Dans le même esprit, Rosalinde Van Der Vlies, directrice de la direction «Planète propre» à la direction générale de la recherche et de l’innovation de la Commission européenne, a ajouté: «Les décisions qui concernent les générations futures ne doivent pas être laissées aux seuls scientifiques. Il est essentiel d’associer la société civile européenne à notre partenariat en matière de gestion des déchets radioactifs. J’espère que la manifestation d’aujourd’hui ouvrira la voie à de futures initiatives en matière d’engagement public. J’ai le grand plaisir d’annoncer que le partenariat EURAD-2 sur la gestion des déchets radioactifs, cofinancé par le programme Euratom de recherche et de formation, sera lancé à Gand la semaine prochaine. Je me réjouis à la perspective de cette coopération soutenue avec le CESE et la société civile.»

Ensemble, le Comité et la Commission sont à l’écoute des points de vue de la société civile

Tous les États membres de l’UE ont produit et continuent de produire des déchets radioactifs provenant de la production d’électricité, des activités industrielles, agricoles, médicales et de recherche, ou encore du déclassement des installations nucléaires. La gestion sûre et responsable du combustible usé et des déchets radioactifs est une condition préalable essentielle à toute activité nucléaire et relève de la responsabilité de chaque État membre.

La recherche scientifique et l’innovation technologique ont un rôle essentiel à jouer dans une gestion sûre des déchets radioactifs qui tienne pleinement compte des préoccupations et des attentes de la société civile organisée. Ses points de vue seront intégrés aux conclusions de la conférence et contribueront à l’avis du CESE intitulé «Gestion des déchets radioactifs: le point de vue de la société civile», dont l’adoption est prévue lors de la session plénière du Comité la semaine prochaine.

Afin de garantir la prise en considération des opinions de la société civile sur ces questions, le CESE, en sa qualité d’institution de l’UE représentant la société civile organisée des 27 États membres, participe désormais lui aussi à EURAD, le programme européen commun pour la gestion des déchets radioactifs.

L’interaction avec la société civile est une composante innovante du programme EURAD. Son objectif à court terme est de favoriser la participation active et la coopération entre les partenaires techniques et la société civile organisée afin de renforcer la sécurité, tandis qu’à long terme, il vise à accroître à la fois la connaissance des programmes de recherche nationaux et la confiance du public à cet égard.

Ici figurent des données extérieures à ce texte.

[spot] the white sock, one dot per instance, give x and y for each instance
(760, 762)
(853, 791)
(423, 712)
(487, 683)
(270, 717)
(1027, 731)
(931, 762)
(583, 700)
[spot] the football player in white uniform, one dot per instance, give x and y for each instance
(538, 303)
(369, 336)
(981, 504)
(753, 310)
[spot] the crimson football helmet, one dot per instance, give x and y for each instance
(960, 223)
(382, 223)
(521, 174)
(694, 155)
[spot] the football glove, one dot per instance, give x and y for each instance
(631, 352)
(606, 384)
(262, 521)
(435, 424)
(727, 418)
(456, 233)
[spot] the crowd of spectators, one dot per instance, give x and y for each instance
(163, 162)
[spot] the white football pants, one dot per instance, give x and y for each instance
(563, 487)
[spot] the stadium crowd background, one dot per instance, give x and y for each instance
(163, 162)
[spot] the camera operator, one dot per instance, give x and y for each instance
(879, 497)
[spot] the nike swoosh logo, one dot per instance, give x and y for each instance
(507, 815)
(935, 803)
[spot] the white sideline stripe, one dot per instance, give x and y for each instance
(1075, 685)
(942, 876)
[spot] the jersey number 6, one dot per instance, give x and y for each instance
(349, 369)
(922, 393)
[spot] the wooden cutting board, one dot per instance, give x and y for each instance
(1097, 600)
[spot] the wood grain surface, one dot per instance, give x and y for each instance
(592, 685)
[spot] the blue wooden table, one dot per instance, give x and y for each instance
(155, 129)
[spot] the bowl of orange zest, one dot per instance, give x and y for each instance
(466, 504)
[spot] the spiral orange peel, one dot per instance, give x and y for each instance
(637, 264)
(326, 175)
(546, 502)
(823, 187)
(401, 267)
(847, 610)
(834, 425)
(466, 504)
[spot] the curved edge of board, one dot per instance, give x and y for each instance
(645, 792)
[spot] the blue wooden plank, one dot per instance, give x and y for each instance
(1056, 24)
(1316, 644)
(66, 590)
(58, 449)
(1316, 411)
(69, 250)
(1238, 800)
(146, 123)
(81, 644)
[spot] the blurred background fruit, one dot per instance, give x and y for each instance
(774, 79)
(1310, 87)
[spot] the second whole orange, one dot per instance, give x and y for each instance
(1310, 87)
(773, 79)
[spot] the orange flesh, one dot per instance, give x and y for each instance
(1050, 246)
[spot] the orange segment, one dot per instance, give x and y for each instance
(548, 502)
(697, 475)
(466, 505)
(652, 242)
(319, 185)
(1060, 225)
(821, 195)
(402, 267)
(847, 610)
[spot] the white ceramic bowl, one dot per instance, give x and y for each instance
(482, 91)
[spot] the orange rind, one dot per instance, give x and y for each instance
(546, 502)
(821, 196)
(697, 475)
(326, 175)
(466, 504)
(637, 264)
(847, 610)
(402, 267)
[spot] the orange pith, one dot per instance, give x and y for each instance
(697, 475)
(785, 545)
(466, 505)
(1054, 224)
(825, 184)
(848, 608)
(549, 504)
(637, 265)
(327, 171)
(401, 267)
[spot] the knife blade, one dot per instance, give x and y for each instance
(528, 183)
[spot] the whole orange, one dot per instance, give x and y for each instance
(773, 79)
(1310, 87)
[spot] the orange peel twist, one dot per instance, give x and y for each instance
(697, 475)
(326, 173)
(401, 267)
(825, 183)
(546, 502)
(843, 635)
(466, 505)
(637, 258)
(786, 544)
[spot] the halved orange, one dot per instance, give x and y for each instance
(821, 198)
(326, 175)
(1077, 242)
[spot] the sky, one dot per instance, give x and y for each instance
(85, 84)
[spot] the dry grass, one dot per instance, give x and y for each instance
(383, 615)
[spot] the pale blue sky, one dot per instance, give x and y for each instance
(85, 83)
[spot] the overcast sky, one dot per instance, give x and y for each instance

Contexte — le programme de l’UE en matière de gestion des déchets radioactifs

EURAD est le premier programme européen commun pour la gestion des déchets radioactifs, lancé pour une période de cinq ans en 2019. Il rassemble, depuis son lancement, 51 organisations mandatées en tant que bénéficiaires ainsi que 62 entités affiliées ou organismes tiers provenant de 23 États européens (et trois pays associés).

Le programme de travail d’EURAD vise à améliorer le développement scientifique et technologique en matière de gestion des déchets radioactifs tout en consolidant les connaissances afin de soutenir les programmes nationaux, conformément à la directive sur les déchets nucléaires (2011/70/Euratom), qui établit un cadre communautaire pour la gestion responsable et sûre du combustible usé et des déchets radioactifs.

EURAD a obtenu d’excellents résultats pendant sa période quinquennale de mise en œuvre, qui s’est achevée en mai 2024; à partir d’octobre 2024, un partenariat de suivi, EURAD-2, continuera à développer et à renforcer la communauté EURAD existante.